En lo cubano, en lo más acendrado de la cultura nacional, conviven en buen equilibrio el heroísmo y el humor. Por supuesto que altísimos valores, sedimentaron la resistencia de nuestros cinco hermanos en cárceles norteamericanas. Pero también contribuyó esa alegría consustancial del cubano, eso que suele denominarse “tirar el cable a tierra”, desconectar de lo malo.

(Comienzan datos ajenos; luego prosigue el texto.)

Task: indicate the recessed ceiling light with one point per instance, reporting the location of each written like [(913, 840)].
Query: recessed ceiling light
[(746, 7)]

Pero también aquel principio martiano de que “ser culto es el único modo de ser libre”. El imperio dejaba caer sobre los compañeros todo el peso de la impotencia y de la venganza por la resistencia de Cuba, y allí estaban ellos, concibiéndose su propia libertad desde la instrucción y la fibra más sensible. Seguramente que Alejandro Dumas jamás concibió la idea de que su Edmundo Dantés figuraría más de 150 años después en una página extraordinaria de amor y de acendrado patriotismo. La broma de Gerardo era la más exacta imagen de la derrota de sus carceleros.

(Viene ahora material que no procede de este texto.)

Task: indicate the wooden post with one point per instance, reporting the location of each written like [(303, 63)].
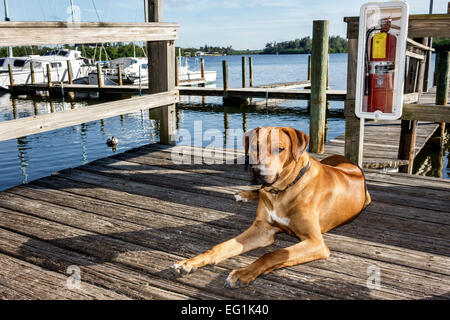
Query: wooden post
[(426, 81), (406, 149), (225, 75), (49, 76), (161, 62), (11, 76), (202, 73), (318, 85), (328, 73), (250, 71), (354, 127), (442, 64), (99, 76), (119, 75), (244, 72), (407, 145), (69, 72), (442, 67), (32, 76)]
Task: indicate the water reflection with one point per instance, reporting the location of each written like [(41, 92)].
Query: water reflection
[(432, 158), (41, 154)]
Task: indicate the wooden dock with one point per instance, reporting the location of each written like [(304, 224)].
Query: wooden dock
[(381, 143), (126, 219)]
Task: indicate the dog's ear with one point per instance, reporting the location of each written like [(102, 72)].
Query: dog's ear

Algo por estilo narra en su libro Ramón Labañino. Con la sentencia de cadena perpetua y 18 años más a cuestas, lo conducen encadenado en avión hasta una prisión en Texas, donde lo estaba esperando un oficial de seguridad, que le lanza la más extravagante de las preguntas: “¿Usted odia a mi presidente Bush?” La risa, la sonora respuesta del héroe, fue la que sacó del paso a aquel guardia provocador. “La cubanía –dice Ramón—es mucho más que una palabra. Es una postura ante la vida. Uno se sabe cubano cuando empieza a reírse de su propia desgracia”.

En la epopeya cubana, eso resulta un suceso constante. Flor Crombet, por ejemplo, bromeaba con su labio roto por un balazo. “Ese es el beso de Cuba”, decía. ¿Y qué cosa era aquello de José Maceo, de cargar al machete contra “los panchos”, mientras una banda musical cubana interpretaba pasodobles? El humor de Pablo de la Torriente Brau, transita por su periodismo. Lo conducían preso al Presidio Modelo de la entonces Isla de Pinos, pero ni la policía ni los jueces al servicio del tirano Machado, pudieron coartarle la alegría. “¡Qué jodedor es ese Torriente!”, repetía el capitán de la nave que lo conducía al cautiverio.

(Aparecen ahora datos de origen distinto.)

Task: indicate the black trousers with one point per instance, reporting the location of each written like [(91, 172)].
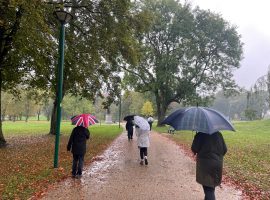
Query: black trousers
[(209, 193), (77, 164), (143, 152), (130, 133)]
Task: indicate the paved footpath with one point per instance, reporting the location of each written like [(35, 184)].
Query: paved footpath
[(117, 175)]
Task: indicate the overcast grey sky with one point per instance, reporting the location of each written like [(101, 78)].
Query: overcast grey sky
[(253, 21)]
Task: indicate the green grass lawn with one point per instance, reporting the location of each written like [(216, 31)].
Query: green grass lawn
[(26, 164), (247, 162)]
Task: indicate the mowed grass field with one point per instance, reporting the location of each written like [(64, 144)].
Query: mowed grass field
[(26, 164), (247, 162)]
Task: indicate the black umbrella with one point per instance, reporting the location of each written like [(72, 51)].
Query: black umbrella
[(200, 119)]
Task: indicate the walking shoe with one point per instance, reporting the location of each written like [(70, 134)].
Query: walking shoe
[(79, 176), (146, 161)]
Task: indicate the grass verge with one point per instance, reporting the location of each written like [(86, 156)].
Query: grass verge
[(26, 164)]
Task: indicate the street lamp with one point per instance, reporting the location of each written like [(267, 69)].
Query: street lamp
[(63, 17)]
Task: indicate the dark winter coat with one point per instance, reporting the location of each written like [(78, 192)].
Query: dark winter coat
[(77, 140), (129, 126), (210, 150)]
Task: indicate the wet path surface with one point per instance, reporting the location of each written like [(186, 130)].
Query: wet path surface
[(117, 175)]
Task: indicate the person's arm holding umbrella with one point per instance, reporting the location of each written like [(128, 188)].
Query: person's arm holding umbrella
[(87, 133), (70, 141)]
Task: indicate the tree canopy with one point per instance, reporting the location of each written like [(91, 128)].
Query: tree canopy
[(185, 53)]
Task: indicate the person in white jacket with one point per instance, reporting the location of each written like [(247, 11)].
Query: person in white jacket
[(143, 142)]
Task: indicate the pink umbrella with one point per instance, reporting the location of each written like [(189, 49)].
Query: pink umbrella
[(84, 120)]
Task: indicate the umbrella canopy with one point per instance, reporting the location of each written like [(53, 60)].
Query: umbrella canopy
[(129, 117), (84, 120), (142, 123), (200, 119)]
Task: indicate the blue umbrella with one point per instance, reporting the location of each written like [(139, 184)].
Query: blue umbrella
[(200, 119)]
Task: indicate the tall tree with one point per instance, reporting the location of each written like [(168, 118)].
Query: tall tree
[(147, 109), (184, 53), (24, 42), (100, 33)]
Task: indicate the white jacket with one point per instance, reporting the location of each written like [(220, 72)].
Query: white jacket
[(143, 139)]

Esa capacidad de reírnos de nuestras precariedades, parece sembrada desde hace mucho en la identidad de millones. No olvidemos al bromista Camilo Cienfuegos, considerado por el Che el mejor guerrillero que dio Cuba, y que llegó a ser el jefe del Ejército Rebelde. De esa cultura que Fidel nos reclamó salvar, primero que nada, debemos preservar esa costumbre de ser alegres. Nassiry Lugo nos alertaba en su conocida pieza musical contra “la mala leche”. Ninguna dificultad puede justificar la grosería, ni la pérfida intención de fastidiar al prójimo, de complicarle el día.

La doctora Rosario Novoa lo decía a su manera. En un rapto de valor se entrega la vida, pero se necesita una cuota mayor para la gesta cotidiana. Y durante más de 60 años, los cubanos libramos una guerra en todos los órdenes con todo ese valor, pero también con ese vino del espíritu del que escribió José Martí: la alegría. En ese Evangelio vivo se encuentra la fórmula para renovar esta empresa enorme, de pertenencia plural, que triunfó en enero de 1959. Gerardo Hernández Nordelo y sus hermanos héroes lo saben mejor que nadie. Ellos refrendaron esa arma con un hogar en la cultura cubana, con la cual podemos hasta disipar bloqueos y amenazas.